Seriously, it's a frickin' PHONE. Netflix streamed movies are, in my experience, complete garbage quality-wise, but maybe it looks OK scaled down to iPhone-size. Still, it seems to me that people are getting carried away with the whole iPhone craze.
Disclaimer -- I do think the iPhone is pretty neat, and I'm anticipating a price drop on the 3GS when the v4 launches on Monday. Yes, I want one. All of the folks that I talked to about the early iPhones told me that as phones, they sucked -- "but look at all the other neat stuff you can do with it". As I understand it the 3Gs is the first one that actually works well as a phone, which -- believe it or not -- is the primary reason that I own a cellphone.
Back to the topic at hand, maybe this new policy will in effect slap some sense into Netflix and hopefully some of the abusers. If Netflix were smart, they would offer a way to download the movie into the iPhone via computer or WiFi. For the people who just HAVE to be able to pick out and stream a video on the spot without any foresight or planning, I have to wonder what they did 3 years ago... was their life completely devoid of meaning or joy before they were able to stream Netflix videos to their phone via 3G? Is their world going to collapse around their ears now that there is a penalty for doing so?
Several people at work constantly check business email via iPhone, use Google maps, browse the web occasionally, etc. and come in at 200-400MB/Mo. I doubt that I'll need over 2GB/Mo but I'm prepared to come back here and eat crow if that turns out not to be the case.

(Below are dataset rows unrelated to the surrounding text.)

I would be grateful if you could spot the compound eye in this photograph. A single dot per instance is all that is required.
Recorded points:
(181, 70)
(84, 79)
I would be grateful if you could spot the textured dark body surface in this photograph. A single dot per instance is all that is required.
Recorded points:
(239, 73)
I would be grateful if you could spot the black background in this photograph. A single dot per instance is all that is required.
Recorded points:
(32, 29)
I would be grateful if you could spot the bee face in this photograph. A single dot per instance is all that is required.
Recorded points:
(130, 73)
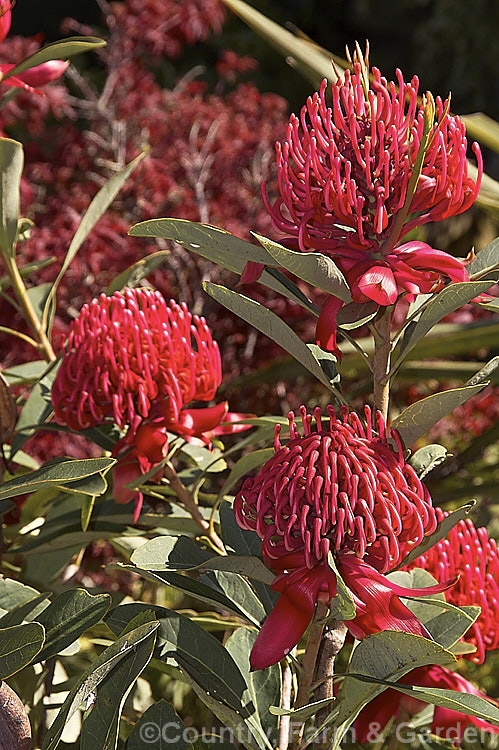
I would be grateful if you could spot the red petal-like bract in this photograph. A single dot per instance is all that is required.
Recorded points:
(468, 551)
(344, 173)
(446, 723)
(128, 352)
(339, 489)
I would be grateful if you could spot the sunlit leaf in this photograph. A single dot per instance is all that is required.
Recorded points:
(314, 268)
(443, 528)
(11, 167)
(59, 50)
(159, 726)
(101, 723)
(68, 616)
(417, 418)
(87, 683)
(18, 647)
(263, 688)
(451, 298)
(269, 323)
(486, 262)
(58, 474)
(133, 275)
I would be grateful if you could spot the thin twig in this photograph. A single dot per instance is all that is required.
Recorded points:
(309, 661)
(284, 721)
(332, 642)
(187, 501)
(382, 353)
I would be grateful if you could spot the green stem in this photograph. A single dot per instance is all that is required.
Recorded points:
(187, 501)
(382, 353)
(306, 677)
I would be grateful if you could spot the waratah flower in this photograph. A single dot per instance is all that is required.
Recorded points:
(138, 361)
(471, 554)
(36, 76)
(446, 723)
(132, 352)
(337, 490)
(357, 176)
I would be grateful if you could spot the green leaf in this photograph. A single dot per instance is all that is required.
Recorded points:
(386, 656)
(170, 553)
(11, 168)
(251, 567)
(25, 611)
(314, 268)
(85, 685)
(87, 506)
(133, 275)
(59, 50)
(356, 314)
(269, 323)
(443, 528)
(197, 652)
(58, 474)
(13, 593)
(245, 542)
(244, 465)
(239, 591)
(222, 248)
(342, 605)
(203, 239)
(181, 553)
(448, 627)
(206, 460)
(36, 410)
(18, 647)
(263, 688)
(206, 592)
(96, 209)
(67, 618)
(448, 300)
(427, 458)
(100, 726)
(492, 305)
(465, 703)
(417, 418)
(159, 726)
(230, 718)
(486, 262)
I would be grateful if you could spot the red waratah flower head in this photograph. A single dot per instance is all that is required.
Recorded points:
(339, 489)
(446, 723)
(471, 554)
(128, 352)
(356, 177)
(5, 18)
(138, 361)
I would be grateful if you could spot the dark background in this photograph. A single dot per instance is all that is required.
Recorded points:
(450, 44)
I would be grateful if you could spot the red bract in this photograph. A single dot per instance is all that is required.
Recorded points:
(346, 181)
(131, 350)
(471, 554)
(337, 490)
(446, 723)
(38, 75)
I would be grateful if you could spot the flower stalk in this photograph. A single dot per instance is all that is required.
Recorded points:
(40, 338)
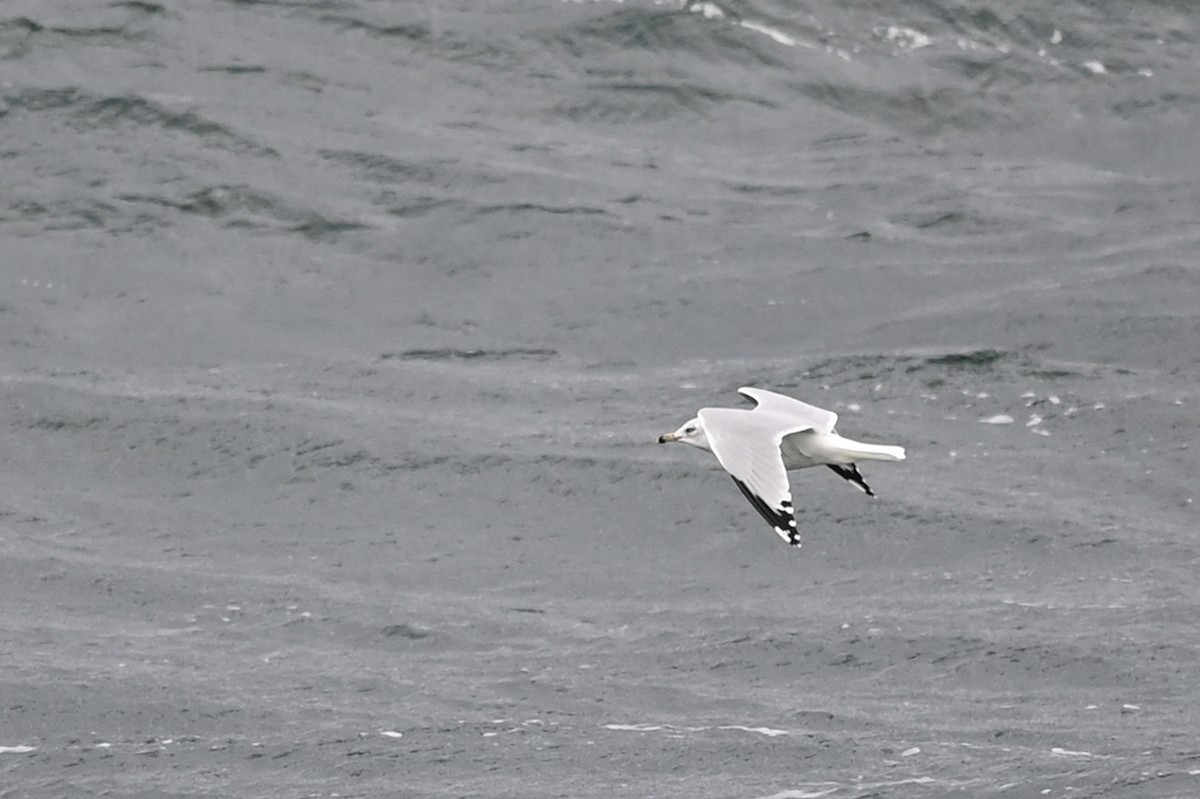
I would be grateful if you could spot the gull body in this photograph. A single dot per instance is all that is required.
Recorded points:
(759, 448)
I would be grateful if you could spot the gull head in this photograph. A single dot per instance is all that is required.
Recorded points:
(691, 432)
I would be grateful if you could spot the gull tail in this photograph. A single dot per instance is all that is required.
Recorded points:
(859, 451)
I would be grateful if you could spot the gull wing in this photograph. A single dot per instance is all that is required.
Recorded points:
(819, 419)
(747, 444)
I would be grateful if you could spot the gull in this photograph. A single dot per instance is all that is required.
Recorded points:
(759, 446)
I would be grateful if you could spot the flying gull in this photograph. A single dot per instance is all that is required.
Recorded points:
(759, 446)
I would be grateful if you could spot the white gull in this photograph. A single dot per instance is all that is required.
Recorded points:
(759, 446)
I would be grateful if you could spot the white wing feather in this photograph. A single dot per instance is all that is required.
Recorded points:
(747, 444)
(801, 413)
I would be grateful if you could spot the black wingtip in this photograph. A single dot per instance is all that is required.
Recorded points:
(781, 520)
(850, 473)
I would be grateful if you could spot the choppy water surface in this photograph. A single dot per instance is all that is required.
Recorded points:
(337, 335)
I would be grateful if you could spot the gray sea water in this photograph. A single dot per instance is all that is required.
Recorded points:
(335, 337)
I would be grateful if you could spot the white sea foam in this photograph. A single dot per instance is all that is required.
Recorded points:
(673, 728)
(905, 37)
(815, 792)
(761, 731)
(767, 30)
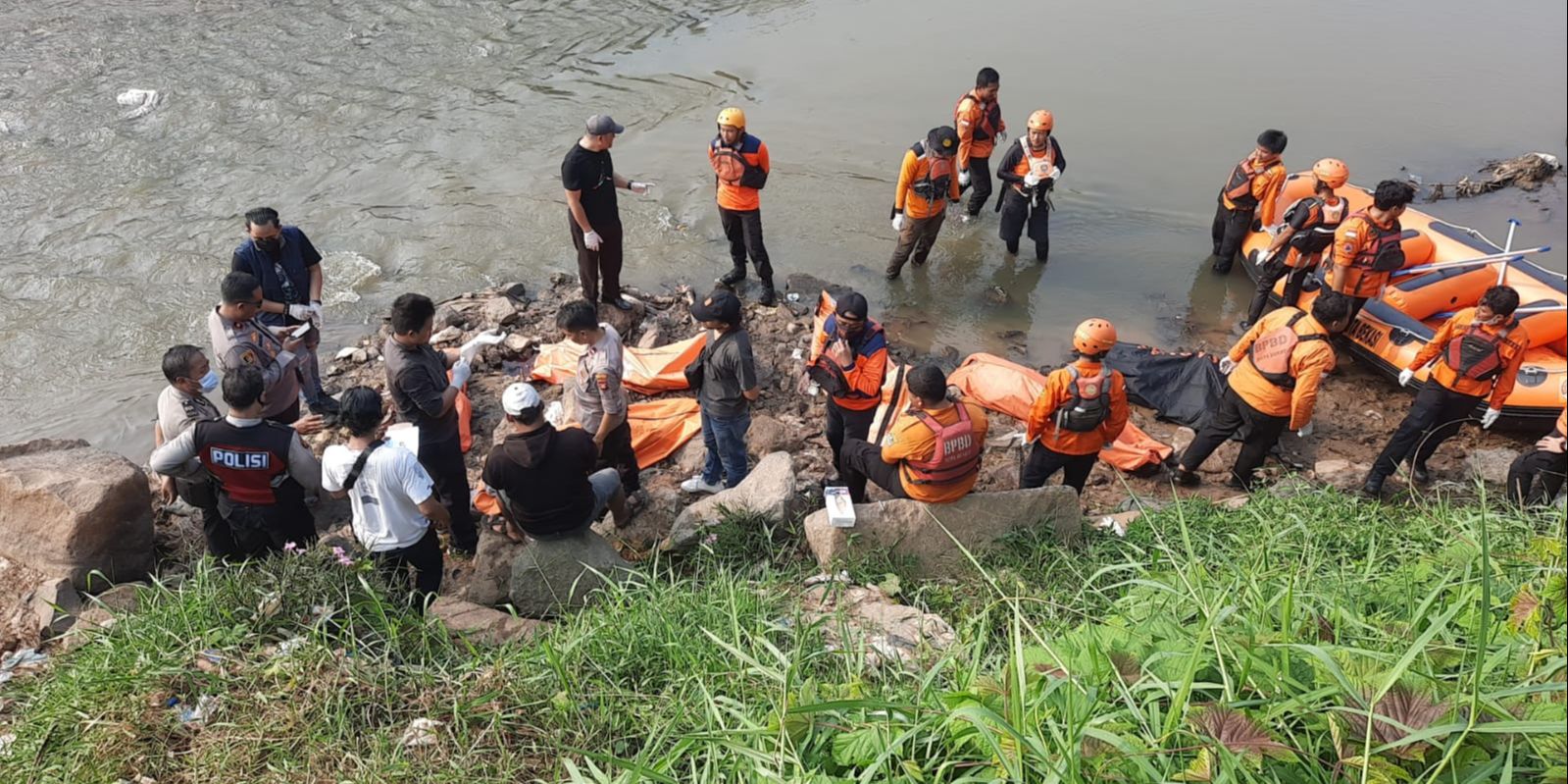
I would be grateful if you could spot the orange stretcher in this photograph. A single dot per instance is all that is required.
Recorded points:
(1008, 388)
(1394, 327)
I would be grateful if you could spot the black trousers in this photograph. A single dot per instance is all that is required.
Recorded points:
(442, 460)
(259, 530)
(979, 183)
(1043, 463)
(1232, 414)
(847, 424)
(863, 461)
(422, 558)
(1230, 230)
(743, 231)
(599, 265)
(1549, 468)
(620, 455)
(1434, 417)
(1023, 212)
(1270, 273)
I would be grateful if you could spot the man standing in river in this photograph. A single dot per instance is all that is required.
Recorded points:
(594, 218)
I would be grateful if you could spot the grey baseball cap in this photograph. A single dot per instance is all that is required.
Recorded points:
(601, 125)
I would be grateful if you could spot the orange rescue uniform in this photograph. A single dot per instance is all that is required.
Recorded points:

I know that my opinions may be in the minority on this, but IMHO it made sense for AT&T to do something about the problem. If everyone tried to stream Netflix vids at the same time it would bring the network to its knees. Obviously AT&T needs to increase capacity, but even if they have the will to do it that's going to take time. As someone who has worked in datacenters for a very long time I think it makes sense to throttle demand a bit until they catch up on infrastructure.